In the complaint, filed Tuesday in the U.S. District Court for the District of Columbia, the ACLU alleges that Polk schools have an explicit policy that “segregates and excludes students based upon race and ethnic origin” based on the students’ physical characteristics and “exclusionary policies.”
According to the complaint filed Tuesday, students who identify as white and African-American, and who attend schools in Polk county, Fla.
— a predominantly white county in the southern United States — face “severe, persistent, and pervasive discrimination” in their schools based on “their race and ethnospecies.”
The complaint alleges that Polk school officials have used “implied race and identity stereotypes” to target students with disabilities, and have used racial bias “to prevent students from participating in school activities and learning activities,” according to the ACLU.

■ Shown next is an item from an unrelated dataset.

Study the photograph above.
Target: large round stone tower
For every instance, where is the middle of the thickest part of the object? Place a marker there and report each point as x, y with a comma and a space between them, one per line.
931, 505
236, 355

In a statement, the Polk County Schools Department said it has “reached a settlement with the ACLU that will provide immediate relief to students, parents, and students’ and parents’ legal counsel who are impacted by the complaint.”
The district said in a statement to Fox News: “Polk County is committed to providing the most inclusive and inclusive education possible, including to our students.
We have taken significant steps to improve our schools, including making them safer, more inclusive and more open.”
The ACLU filed the complaint in the name of a student, whom the school has referred to as “B” because she is black, and she has requested that the district provide her with “all of the support and resources necessary to achieve her personal and professional goals.”